Edição do Oguntec estimula o ingresso de meninas nas áreas de Ciências Exatas

O projeto “Oguntec – Elas nas Exatas” do Instituto Cultural Steve Biko, responsável por despertar em estudantes de escolas públicas o interesse por ciência e tecnologia, encerrou as atividades na última segunda-feira (31) com o saldo positivo.
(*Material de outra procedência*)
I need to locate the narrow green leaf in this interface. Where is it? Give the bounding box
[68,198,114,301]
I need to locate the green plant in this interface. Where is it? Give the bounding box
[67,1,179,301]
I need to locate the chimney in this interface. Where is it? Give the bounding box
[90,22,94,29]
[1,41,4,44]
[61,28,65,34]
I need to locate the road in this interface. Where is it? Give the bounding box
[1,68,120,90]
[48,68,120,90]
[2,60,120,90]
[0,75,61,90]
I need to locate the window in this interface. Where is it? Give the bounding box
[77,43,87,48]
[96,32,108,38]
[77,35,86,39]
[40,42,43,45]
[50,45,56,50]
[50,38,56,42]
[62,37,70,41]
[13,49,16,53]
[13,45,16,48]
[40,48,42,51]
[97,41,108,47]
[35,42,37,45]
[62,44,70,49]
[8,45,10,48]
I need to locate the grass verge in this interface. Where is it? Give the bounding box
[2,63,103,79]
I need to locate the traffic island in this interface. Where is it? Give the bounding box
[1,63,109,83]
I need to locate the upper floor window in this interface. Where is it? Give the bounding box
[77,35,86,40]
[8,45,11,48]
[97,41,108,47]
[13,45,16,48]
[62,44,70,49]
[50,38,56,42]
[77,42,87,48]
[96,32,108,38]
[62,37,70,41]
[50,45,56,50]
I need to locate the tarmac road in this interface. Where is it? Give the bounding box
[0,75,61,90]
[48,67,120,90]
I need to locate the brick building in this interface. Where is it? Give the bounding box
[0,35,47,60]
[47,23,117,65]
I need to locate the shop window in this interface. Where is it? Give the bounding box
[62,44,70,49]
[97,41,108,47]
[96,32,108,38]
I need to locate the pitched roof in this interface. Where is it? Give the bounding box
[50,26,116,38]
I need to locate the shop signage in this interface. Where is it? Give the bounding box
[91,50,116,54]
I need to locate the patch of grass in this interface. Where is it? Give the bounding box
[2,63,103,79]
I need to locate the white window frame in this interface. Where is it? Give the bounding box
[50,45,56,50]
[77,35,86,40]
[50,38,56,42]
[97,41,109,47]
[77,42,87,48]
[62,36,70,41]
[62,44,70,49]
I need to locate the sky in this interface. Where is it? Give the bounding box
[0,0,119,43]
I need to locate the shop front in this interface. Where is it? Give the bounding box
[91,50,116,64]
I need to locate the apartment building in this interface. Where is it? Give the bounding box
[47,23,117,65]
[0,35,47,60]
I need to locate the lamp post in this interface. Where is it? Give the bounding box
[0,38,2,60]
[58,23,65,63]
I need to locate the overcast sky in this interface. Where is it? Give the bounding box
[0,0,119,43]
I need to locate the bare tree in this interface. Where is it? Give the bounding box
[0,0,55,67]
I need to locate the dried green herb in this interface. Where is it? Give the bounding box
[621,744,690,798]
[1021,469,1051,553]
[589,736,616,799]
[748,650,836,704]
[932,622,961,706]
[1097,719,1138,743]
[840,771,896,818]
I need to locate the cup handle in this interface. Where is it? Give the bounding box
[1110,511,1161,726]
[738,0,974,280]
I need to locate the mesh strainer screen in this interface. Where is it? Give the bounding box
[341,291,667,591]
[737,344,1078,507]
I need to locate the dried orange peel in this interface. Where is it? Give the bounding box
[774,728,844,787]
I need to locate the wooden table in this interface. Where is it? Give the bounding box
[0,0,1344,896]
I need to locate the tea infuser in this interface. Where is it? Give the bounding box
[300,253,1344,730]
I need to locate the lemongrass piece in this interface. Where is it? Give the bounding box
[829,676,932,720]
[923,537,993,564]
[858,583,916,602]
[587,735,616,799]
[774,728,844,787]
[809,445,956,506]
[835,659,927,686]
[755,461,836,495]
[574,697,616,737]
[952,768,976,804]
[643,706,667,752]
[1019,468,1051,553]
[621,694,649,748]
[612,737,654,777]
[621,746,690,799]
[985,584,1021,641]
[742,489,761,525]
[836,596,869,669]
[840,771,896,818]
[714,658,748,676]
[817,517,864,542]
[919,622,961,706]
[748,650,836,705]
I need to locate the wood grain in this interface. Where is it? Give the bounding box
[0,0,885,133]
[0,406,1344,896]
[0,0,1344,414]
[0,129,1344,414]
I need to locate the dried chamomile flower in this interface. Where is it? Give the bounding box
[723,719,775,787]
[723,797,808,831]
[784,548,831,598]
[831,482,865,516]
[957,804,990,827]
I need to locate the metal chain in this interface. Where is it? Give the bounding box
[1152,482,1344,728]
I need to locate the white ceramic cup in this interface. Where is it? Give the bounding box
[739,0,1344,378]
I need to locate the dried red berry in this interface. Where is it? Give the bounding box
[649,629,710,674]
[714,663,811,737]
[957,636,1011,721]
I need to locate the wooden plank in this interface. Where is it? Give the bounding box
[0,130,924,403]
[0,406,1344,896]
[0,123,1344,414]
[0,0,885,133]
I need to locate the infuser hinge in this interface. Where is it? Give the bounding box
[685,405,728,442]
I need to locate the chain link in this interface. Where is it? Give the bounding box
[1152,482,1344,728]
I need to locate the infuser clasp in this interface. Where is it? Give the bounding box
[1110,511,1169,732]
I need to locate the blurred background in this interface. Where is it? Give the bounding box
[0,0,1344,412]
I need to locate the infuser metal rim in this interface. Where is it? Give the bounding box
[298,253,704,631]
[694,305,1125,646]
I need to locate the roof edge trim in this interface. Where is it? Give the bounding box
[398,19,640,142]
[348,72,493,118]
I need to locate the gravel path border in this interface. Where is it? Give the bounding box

Focado na formação de meninas, cerca de 27 estudantes do Colégio Edgar Santos, agora possuem um novo olhar sobre as matérias mais temidas do ensino médio: matemática, física e química.

Durante um semestre, sob a monitoria de mulheres graduandas em Ciências Exatas de universidades federais, o projeto levou aos estudantes elementos teóricos e práticos, que simplificaram o entendimento e as aproximaram da ciência e da tecnologia. “Esse projeto me mostrou coisas que eu nunca tinha visto, muito de nós sabemos o quanto é importante para a nossa formação, destaco também o feminismo, me identifiquei bastante com o tema”, relata a estudante Jéssica da Silva, lembrando de uma atividade complementar que tratou da violência contra mulher.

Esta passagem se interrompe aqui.